Автор schwalbeman

Согласно Платону, красота проявляется в близости бренной вещи своему предвечному оригиналу. Или даже и оригиналам: чем больше симметрий и приятных глазу форм воплощено в предмете, тем он красивее. Поэтому для платоника (и даже вообще для человека Античности – ибо Платон оформлял некоторые общие взгляды своего времени) не существует такой вещи, как живописные руины. Греция и во времена Одиссея полнилась уже развалинами – но тогда в них не было ещё никакой красоты. Скособоченность хлева, запущенность сада, трещины на штукатурке – никак не могли добавить картине эстетической ценности. Несовершенство могло быть специфическим образом использовано в трагедии или в комедии (Аристотель), но собственно эстетического потенциала у несовершенства нет: оно отдаляет от эйдосов, вместо того, чтобы к ним приближать.

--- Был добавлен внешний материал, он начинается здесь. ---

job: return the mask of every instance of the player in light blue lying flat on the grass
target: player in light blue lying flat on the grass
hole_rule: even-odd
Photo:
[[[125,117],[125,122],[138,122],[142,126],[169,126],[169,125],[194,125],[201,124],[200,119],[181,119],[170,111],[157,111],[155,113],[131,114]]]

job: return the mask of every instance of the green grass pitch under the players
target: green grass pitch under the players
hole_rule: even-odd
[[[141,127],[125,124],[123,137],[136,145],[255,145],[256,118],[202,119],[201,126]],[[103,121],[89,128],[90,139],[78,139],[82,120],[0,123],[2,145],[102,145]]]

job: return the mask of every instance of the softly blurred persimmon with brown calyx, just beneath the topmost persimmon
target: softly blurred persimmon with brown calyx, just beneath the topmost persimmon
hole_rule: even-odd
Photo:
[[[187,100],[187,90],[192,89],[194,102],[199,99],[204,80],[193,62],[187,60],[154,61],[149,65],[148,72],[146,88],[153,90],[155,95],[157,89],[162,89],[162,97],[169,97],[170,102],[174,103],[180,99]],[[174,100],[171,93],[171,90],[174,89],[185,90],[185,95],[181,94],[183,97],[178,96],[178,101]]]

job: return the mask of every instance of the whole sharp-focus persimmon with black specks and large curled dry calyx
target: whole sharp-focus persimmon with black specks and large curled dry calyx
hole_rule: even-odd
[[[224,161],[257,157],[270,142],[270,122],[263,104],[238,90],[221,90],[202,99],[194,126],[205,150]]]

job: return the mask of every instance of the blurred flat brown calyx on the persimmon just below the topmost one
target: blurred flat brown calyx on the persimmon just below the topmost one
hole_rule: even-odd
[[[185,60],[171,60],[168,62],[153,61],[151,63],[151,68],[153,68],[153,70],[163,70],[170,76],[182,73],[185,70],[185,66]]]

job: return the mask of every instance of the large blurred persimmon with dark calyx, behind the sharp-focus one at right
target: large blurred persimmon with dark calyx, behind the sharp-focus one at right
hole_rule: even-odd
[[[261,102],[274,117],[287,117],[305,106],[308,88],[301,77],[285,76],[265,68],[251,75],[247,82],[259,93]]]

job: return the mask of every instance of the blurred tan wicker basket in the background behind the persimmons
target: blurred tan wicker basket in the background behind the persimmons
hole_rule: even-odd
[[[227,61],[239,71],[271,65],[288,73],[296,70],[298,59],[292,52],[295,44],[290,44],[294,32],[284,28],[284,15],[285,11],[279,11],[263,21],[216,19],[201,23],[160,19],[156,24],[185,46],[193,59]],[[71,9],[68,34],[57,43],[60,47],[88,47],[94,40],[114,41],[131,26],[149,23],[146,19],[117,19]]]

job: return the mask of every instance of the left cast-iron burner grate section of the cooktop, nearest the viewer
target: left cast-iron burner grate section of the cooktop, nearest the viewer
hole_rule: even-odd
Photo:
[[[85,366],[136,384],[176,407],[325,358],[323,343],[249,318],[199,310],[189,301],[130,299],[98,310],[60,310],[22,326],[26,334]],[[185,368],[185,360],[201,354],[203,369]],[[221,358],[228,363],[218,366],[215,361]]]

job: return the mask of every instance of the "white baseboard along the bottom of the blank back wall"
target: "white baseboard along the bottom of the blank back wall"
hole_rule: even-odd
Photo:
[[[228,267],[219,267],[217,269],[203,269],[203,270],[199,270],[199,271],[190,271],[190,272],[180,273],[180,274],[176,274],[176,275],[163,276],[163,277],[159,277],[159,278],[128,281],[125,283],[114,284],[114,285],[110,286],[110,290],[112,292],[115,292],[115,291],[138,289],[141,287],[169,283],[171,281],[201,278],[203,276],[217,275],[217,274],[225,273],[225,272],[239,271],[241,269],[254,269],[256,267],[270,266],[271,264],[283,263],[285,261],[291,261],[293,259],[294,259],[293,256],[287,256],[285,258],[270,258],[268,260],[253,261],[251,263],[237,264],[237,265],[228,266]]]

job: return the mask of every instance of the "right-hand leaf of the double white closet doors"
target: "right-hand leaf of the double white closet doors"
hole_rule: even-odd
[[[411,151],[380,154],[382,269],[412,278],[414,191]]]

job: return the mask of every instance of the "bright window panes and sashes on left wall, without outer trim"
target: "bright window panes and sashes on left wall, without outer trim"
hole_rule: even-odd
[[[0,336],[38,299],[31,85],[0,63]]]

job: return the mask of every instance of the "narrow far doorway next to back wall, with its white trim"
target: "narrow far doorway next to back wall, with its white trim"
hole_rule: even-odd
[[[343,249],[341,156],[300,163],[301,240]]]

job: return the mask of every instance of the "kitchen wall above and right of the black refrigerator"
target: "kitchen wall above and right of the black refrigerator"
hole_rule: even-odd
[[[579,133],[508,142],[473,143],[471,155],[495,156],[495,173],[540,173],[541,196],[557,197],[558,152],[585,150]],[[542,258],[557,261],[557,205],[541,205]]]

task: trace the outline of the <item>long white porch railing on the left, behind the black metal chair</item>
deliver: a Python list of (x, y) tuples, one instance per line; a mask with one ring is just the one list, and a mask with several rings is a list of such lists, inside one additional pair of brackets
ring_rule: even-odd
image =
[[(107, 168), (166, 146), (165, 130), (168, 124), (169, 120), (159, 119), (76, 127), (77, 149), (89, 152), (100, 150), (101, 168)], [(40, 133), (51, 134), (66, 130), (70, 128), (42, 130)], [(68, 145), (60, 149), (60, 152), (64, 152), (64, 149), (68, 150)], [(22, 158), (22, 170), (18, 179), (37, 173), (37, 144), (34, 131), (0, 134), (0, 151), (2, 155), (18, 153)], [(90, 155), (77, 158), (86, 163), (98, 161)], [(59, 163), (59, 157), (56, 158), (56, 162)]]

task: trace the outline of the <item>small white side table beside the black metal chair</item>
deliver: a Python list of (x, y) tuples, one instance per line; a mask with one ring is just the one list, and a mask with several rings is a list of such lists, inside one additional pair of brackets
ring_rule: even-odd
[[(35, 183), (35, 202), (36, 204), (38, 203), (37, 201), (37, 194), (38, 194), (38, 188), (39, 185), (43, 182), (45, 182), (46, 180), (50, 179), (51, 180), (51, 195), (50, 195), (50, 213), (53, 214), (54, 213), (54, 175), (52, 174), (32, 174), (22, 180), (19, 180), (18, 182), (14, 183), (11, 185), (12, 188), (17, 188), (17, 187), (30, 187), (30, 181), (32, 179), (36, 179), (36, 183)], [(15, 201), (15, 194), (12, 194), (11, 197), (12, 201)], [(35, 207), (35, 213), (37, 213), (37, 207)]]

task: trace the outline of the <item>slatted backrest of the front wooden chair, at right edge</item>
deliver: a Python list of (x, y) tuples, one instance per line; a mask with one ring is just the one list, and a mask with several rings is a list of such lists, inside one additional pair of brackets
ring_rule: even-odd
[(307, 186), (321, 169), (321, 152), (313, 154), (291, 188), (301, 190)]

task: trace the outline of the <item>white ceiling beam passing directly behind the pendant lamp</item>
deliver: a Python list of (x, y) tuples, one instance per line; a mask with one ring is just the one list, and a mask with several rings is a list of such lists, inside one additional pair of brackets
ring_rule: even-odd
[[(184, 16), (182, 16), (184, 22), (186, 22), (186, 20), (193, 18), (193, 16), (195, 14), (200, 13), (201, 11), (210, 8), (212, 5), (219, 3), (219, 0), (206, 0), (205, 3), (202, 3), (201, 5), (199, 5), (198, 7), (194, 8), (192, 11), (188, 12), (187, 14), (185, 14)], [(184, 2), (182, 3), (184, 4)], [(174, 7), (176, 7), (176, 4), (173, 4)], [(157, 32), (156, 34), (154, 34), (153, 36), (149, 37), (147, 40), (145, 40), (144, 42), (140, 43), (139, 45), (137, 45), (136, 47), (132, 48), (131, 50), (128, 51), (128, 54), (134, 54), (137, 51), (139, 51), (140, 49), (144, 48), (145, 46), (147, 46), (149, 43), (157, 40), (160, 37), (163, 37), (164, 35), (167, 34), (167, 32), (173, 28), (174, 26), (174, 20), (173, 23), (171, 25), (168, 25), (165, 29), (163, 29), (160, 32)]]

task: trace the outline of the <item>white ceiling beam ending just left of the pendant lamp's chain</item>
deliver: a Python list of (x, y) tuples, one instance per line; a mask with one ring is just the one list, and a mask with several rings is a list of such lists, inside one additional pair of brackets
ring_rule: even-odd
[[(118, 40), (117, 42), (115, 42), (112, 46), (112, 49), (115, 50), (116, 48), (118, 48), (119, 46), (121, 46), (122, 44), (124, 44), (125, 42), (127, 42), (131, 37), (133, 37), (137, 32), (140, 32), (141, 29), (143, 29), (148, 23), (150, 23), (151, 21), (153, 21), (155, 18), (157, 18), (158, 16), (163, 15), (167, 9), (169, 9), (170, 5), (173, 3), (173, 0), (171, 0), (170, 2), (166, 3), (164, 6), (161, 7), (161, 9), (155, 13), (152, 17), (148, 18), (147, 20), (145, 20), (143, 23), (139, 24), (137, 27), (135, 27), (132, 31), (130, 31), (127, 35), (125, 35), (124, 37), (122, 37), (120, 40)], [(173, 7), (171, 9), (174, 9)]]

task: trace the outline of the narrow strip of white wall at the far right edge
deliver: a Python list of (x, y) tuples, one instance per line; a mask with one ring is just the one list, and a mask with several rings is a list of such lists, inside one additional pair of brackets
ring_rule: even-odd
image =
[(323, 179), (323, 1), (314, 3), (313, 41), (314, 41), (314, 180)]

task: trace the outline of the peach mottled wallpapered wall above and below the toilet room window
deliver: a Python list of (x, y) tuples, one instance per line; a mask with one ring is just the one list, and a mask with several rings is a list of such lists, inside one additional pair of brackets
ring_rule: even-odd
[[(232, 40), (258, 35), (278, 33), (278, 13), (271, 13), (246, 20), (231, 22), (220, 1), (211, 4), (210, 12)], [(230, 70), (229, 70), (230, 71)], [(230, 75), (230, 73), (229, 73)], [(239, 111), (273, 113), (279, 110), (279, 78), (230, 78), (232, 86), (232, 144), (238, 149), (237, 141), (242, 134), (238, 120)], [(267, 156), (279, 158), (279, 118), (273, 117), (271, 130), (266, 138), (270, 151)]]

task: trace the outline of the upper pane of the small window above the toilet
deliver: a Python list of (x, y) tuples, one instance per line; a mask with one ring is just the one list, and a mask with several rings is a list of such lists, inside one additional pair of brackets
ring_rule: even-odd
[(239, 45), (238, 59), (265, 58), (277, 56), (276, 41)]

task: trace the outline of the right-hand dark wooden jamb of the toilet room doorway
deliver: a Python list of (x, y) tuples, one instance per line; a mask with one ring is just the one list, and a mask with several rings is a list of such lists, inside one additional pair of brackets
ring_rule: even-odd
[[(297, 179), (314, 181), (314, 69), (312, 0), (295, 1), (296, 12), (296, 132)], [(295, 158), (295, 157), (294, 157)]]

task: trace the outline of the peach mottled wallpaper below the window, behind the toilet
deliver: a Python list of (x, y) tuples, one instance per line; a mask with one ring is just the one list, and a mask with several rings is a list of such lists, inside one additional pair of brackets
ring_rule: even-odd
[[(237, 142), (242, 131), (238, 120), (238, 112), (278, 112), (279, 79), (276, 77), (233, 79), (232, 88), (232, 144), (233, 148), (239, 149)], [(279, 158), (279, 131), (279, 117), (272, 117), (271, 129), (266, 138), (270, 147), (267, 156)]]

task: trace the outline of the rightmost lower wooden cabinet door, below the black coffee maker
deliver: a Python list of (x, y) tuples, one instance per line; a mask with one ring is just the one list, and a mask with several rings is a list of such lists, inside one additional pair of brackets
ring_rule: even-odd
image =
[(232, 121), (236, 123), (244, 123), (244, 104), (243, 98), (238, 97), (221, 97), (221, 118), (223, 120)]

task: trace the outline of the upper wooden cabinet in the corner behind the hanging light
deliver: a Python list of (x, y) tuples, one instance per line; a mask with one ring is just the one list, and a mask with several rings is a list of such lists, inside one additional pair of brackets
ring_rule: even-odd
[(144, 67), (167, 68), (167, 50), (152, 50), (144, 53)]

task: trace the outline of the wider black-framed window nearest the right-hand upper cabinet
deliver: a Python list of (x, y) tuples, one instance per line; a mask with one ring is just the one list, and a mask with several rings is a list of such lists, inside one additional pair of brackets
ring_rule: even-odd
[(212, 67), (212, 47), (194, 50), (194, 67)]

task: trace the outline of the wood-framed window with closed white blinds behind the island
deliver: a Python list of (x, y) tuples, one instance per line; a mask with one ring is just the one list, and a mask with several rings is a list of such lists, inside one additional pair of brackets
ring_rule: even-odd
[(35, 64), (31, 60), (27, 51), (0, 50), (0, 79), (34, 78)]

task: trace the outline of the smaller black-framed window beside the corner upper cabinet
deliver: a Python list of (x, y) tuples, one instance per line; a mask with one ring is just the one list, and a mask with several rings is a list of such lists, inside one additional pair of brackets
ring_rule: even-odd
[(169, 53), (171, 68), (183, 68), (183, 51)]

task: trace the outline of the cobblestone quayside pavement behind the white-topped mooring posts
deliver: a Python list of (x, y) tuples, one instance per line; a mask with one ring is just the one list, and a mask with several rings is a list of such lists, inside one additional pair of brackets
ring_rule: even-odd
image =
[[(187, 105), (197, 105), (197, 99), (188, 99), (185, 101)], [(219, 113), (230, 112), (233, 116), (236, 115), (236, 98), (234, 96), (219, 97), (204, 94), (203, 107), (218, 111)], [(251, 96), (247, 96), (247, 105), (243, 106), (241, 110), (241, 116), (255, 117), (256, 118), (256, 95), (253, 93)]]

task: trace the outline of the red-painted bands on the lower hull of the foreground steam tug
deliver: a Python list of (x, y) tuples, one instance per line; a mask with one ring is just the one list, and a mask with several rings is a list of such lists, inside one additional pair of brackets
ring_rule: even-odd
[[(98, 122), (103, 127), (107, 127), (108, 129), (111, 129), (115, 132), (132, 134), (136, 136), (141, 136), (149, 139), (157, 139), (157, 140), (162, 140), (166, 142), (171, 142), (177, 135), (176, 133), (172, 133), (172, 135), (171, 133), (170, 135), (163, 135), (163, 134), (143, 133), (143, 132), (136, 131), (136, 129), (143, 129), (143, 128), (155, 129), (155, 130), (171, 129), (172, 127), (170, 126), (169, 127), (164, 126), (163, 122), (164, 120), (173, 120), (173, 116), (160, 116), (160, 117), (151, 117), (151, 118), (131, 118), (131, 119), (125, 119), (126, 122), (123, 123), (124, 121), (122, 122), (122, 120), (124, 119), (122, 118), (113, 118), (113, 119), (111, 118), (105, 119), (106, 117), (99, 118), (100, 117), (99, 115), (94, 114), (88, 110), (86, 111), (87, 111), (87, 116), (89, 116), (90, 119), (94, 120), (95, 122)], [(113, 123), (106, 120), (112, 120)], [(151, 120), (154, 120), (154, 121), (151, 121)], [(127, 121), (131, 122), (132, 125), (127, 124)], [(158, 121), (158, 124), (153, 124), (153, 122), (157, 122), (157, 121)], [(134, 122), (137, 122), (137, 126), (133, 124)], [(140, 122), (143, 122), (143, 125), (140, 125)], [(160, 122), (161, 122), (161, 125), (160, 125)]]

В Средние Века, судя по всему, считали так же. Средневековая живопись никогда не изображает изъяны ради самих изъянов (лишь в программных произведениях, уступая прихотям сюжетной линии).

Красоту запустения открыл миру Ренессанс – и с тех пор мы уже не мыслим без нее эстетического чувства. Эстетика покосившихся голландских сараев расширила наши понятия о прекрасном – и одновременно отравило нас. Если до XV в. человек находил в бренных вещах Абсолют и черпал из находки радость узнавания, то Ренессанс научил человека наслаждаться не близостью, но удалённостью Абсолюта. (И смаковать эту удалённость, всячески подчеркивать мириадами мельчайших деталей!). Тысячелетний спор гностиков и ортодоксов о характере приближения человека к вечному и изначальному источнику любого блага оказался перечеркнут противоположным, центробежным движением. Это было нечто, вне всякого сомнения, новое: раньше так не умели.

Гегель, как я понимаю, этот переход вообще не замечает. Его граница между классической и романтической (второй и третьей, ибо первой была символическая) эпохами пролегает по раннему Средневековью. И слова Гегеля о том, что художник должен передать в своей картине больше истины, чем её содержит сам предмет, звучат вполне в духе платонизма: гегелевская эстетика отстоит от платонизма настолько же, насколько весь Гегель от всего Платона. Гегелевская истина живее, динамичнее и одновременно приземлёнее... но в остальном большое сходство.

Далее, прекрасное, по Гегелю, есть чувственное явление идеи, но не в чистом виде, как она есть в своём прекрасном мире идей, а в неразрывной связи с некоторой вот-существующей конкретикой. Наверное, под это можно подогнать увитые плющом развалины нидерландской мельницы. Но мне более приходит на ум гегелевское понятие ложного, как того, что распадается внутри самого себя. Являет ли мельница связь конкретного бытия с некоторой идеей? Или, может быть, наоборот, не с идеей, а с её противоположностью, внутри-себя-распадающейся не-истиной? Вон и жернов уже отвалился, откуда там идея? Там сплошное Abbau.

Такие, или почти такие мысли могут пронестись в голове при виде увитого плющом строения. Плющ есть культивируемый сорняк, причем сорняк злостный. Его задача – заставить целёхонький и вполне пригодный для жизни домик выглядеть заросшими травой руинами. Интересно, когда начали сознательно украшать плющом жилища? Греки вроде бы покрывали им головы, не дома.